How Snacks May Have Saved Movie Theaters During The Great Depression

You're sitting down in the movie theater, ready to kick back and be entertained by the latest special effects-laden blockbuster event of the summer. Like any good movie theater patron, you know watching a movie isn't complete without some sweet and salty snacks. You may have a giant tub of super buttery popcorn in your lap and a Big Gulp-sized cup of Pepsi in the chair's cupholder, or maybe you swung by the dollar store earlier and loaded up on everything from Mike & Ike's to Goobers, which you then discreetly smuggle into the theater. Whatever the case may be, the market of popcorn, soda, and boxes of candy are a key part of what keeps the movie theater's projectors running.

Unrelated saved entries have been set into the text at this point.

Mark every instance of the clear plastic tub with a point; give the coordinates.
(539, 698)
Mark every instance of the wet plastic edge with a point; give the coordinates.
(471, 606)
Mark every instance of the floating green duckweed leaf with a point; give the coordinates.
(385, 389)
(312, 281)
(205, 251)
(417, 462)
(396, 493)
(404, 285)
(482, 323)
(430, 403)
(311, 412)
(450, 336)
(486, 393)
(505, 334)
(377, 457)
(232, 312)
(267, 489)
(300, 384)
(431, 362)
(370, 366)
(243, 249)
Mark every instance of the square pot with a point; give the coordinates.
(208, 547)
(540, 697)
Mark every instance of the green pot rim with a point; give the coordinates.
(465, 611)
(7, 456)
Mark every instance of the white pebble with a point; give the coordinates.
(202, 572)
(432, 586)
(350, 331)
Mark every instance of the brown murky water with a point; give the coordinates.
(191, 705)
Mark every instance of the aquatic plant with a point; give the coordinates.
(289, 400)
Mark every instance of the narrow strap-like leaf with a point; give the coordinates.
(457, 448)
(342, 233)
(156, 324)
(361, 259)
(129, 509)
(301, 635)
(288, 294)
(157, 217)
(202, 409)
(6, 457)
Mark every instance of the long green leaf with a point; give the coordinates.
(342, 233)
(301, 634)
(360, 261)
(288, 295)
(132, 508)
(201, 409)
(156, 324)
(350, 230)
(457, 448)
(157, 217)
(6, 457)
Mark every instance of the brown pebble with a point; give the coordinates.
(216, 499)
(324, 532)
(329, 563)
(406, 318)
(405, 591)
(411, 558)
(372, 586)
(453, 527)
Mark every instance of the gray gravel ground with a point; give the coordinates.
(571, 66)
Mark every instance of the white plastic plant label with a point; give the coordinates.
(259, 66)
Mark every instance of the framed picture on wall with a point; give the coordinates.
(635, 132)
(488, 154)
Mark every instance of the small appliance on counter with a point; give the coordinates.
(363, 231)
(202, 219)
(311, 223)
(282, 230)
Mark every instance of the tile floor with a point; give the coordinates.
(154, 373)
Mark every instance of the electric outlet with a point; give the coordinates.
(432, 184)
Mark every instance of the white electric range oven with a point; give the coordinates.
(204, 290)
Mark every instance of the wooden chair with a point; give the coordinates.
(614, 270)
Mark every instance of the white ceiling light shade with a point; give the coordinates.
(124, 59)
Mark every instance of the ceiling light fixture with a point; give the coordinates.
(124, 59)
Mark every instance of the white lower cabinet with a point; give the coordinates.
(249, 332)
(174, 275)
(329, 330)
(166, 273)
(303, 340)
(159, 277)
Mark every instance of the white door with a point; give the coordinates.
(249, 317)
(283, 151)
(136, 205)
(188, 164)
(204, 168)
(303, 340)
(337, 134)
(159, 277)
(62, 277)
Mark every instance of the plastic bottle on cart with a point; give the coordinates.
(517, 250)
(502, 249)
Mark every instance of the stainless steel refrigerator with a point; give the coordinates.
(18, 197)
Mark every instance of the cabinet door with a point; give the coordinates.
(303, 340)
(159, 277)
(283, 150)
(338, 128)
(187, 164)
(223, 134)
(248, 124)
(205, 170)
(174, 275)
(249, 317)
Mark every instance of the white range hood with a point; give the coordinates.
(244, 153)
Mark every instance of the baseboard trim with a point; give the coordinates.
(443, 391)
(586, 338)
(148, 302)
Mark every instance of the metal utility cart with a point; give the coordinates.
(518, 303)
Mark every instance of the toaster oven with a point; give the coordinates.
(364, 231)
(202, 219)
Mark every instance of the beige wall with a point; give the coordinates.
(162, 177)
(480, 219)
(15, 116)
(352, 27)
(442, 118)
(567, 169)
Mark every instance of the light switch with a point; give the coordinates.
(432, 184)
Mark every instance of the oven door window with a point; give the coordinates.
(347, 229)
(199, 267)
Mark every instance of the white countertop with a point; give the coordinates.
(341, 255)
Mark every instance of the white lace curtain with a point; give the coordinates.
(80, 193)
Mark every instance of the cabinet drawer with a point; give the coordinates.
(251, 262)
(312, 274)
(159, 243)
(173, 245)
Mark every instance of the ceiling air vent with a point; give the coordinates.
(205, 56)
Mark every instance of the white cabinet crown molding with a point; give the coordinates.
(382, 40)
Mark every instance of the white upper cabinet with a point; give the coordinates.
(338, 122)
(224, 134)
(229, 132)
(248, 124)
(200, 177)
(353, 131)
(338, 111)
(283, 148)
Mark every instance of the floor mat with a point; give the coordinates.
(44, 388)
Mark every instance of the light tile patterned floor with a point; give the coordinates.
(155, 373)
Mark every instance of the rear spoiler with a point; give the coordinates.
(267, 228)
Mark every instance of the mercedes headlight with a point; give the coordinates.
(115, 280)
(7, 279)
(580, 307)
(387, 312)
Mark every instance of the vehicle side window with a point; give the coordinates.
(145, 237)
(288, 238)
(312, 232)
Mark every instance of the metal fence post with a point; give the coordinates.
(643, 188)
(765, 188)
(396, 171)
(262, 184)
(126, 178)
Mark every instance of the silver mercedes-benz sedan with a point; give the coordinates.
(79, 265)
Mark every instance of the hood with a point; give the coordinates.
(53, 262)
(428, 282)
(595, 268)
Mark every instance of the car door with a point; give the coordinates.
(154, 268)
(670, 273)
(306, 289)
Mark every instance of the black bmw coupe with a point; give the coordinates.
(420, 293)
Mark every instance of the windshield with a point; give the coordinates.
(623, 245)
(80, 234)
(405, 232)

This isn't an exaggeration by any means, either. In 2009, Time Business reported that concession stand sales make up 85% of profits at movie theaters. You could say people just get hungry watching a movie, sure, but if you've ever been to the movies even once, you'd know that you are paying a hefty price for a bucket of popcorn. The Hustle explains that these extreme price mark-ups both offset the profit loss when selling tickets and pay off the overhead in maintaining the theater. 

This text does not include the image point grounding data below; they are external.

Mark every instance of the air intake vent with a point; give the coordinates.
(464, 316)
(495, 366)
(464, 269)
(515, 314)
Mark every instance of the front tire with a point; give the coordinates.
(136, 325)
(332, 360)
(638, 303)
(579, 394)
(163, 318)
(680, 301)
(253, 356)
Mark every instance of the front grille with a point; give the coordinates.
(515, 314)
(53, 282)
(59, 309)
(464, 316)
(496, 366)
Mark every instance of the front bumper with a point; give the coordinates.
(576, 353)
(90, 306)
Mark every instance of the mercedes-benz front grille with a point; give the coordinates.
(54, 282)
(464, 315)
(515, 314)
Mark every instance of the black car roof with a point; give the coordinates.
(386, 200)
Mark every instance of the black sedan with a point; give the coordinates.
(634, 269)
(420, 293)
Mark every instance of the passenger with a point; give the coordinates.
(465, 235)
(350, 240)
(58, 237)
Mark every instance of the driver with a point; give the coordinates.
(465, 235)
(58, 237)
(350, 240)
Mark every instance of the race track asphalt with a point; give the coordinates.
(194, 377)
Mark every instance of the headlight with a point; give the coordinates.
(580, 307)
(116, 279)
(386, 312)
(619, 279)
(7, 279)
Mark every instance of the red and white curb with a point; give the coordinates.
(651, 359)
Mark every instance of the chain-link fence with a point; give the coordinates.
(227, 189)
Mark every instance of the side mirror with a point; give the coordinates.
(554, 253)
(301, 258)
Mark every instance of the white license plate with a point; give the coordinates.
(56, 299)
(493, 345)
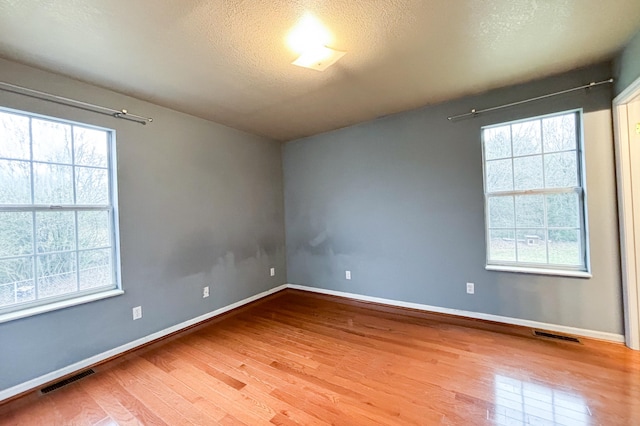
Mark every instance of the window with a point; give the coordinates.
(57, 239)
(534, 195)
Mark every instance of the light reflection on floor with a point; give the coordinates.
(519, 403)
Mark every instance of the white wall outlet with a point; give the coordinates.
(471, 288)
(137, 312)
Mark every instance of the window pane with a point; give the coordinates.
(93, 229)
(529, 211)
(53, 184)
(55, 231)
(92, 186)
(14, 136)
(528, 172)
(502, 246)
(497, 142)
(526, 138)
(15, 182)
(561, 170)
(16, 281)
(559, 133)
(16, 233)
(499, 175)
(51, 141)
(563, 210)
(56, 274)
(90, 146)
(565, 247)
(95, 268)
(501, 212)
(532, 246)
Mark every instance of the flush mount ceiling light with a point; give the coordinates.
(309, 38)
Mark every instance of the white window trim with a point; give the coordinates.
(38, 307)
(543, 269)
(67, 303)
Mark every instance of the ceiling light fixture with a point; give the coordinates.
(309, 38)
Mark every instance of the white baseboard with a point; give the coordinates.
(49, 377)
(602, 335)
(46, 378)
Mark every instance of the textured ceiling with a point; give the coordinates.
(227, 60)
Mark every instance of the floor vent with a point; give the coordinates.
(65, 382)
(539, 333)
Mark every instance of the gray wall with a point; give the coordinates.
(200, 204)
(627, 64)
(399, 202)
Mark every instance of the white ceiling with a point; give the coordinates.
(227, 60)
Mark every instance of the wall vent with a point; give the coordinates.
(66, 381)
(539, 333)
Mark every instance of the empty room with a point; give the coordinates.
(399, 212)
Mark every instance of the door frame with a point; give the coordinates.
(628, 184)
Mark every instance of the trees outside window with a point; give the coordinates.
(56, 210)
(534, 193)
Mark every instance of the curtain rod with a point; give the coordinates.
(123, 113)
(475, 112)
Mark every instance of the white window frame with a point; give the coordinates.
(582, 271)
(39, 306)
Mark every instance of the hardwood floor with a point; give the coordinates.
(300, 358)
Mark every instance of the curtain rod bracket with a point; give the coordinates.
(49, 97)
(474, 112)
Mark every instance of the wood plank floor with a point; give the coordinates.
(300, 358)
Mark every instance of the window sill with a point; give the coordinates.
(538, 271)
(37, 310)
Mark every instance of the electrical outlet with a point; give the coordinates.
(471, 288)
(137, 312)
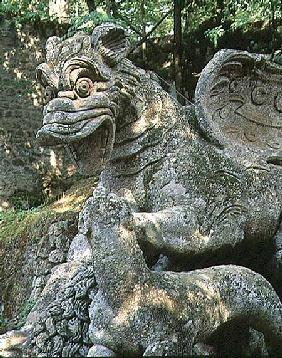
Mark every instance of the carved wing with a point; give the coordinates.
(239, 101)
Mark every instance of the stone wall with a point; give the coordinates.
(26, 170)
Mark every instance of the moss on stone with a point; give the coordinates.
(19, 232)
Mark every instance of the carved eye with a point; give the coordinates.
(83, 87)
(278, 102)
(260, 95)
(48, 94)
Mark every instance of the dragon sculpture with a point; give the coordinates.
(180, 183)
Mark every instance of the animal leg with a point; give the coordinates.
(177, 231)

Of course, as expensive as these snacks are, they may have helped keep the movie industry alive during the Great Depression.

Snacks were sold for cheap to make a profit

One does not need to be a veteran historian to know that the Great Depression left many Americans without disposable income. The American people were strapped for cash and looking for ways to escape the bleak economic situation in which they found themselves. As Digital History elaborates, many Americans found comfort and morale in the films of the time, and theaters even offered special promotions and events to try and boost attendance.

According to Mental Floss, snacks helped to keep movie theaters afloat, as well. At 10 cents a bag, popcorn was enough to lure customers in with a cheap snack, while also providing a bit of extra money for the theaters themselves. Milk Duds and other cheap candies were also helpful in bringing in customers without forcing theaters to spend too much money. Ironically, movie theaters originally rebuked popcorn and other snacks, according to Smithsonian Magazine, because, at the time, theaters tried to put on an air of opulence and refinement. The idea of someone noisily chewing on popcorn while people were watching a movie and getting crumbs on the clean red carpets wasn't exactly an appealing concept to managers. In a twist of fate, theaters that focused on selling snacks were able to stay afloat during the Depression, while "fancy" theaters found themselves struggling to keep their profits from dropping.

It would seem that popcorn isn't just a delicious snack, but also a good moneymaker, too.